Why It Matters: The Kojiki demonstrates that the theological patterns found in Egypt, Greece, India, and Mesopotamia are also present in a civilisation that developed largely independent of Western influence. The emergence of the cosmos from chaos, the divine creative couple that generates the world, the descent to the underworld (Izanagi’s journey to Yomi is structurally identical to Orpheus descending for Eurydice and Ishtar descending to Irkalla), the supreme solar deity (Amaterasu, the Sun Goddess, corresponds to Ra, Helios, and Surya) these are universal patterns because they describe universal realities. The Kojiki confirms that the ancient theology is not regional. It is planetary.

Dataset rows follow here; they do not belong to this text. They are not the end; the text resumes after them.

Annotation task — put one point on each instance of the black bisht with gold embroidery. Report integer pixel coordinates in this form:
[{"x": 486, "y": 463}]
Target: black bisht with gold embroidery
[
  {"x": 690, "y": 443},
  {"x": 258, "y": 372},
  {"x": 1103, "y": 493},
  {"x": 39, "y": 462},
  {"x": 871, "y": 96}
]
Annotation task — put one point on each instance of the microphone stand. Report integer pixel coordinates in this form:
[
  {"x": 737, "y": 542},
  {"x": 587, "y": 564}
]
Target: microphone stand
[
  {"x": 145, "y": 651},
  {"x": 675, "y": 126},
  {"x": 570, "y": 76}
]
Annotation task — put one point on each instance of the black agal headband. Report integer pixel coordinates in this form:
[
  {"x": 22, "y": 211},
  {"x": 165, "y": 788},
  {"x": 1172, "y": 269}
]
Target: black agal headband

The purification of Izanagi after his return from the underworld is of particular theological significance. Having entered the realm of death and decay, Izanagi performs misogi ritual purification by water and from this act of cleansing the three most important kami are born: Amaterasu (the Sun) from the washing of his left eye, Tsukuyomi (the Moon) from his right eye, and Susanoo (the Storm) from his nose. The teaching is precise: the greatest divine powers emerge not from an act of creation in the usual sense but from an act of purification after contact with death. The soul that descends, confronts the underworld, and purifies itself upon return generates new divine power. This is the initiatory pattern of the Descent of Ishtar, the Nekuia of the Odyssey, and the Eleusinian Mysteries confirmed at the eastern edge of the world by a tradition with no contact with any of them.
What to Take From It: The divine is in the natural world, not above it or opposed to it. The kami dwell in the landscape in mountains, rivers, trees, waterfalls, and stones. Purification (harae/misogi) is the foundation of spiritual practice, corresponding to the Egyptian Ma’at and the Greek katharsis. The cosmos is generated by divine creative pairs, not by a solitary creator. The descent to the underworld and the return are the universal initiatory template. The same theology, the same patterns, the same truths confirmed from the East.
Izanagi descended to the land of the dead. He returned. He purified himself in flowing water. And from that purification, the Sun was born. The Kojiki confirms from the farthest East what Egypt, Greece, and India declared: the soul that confronts death and purifies itself generates light.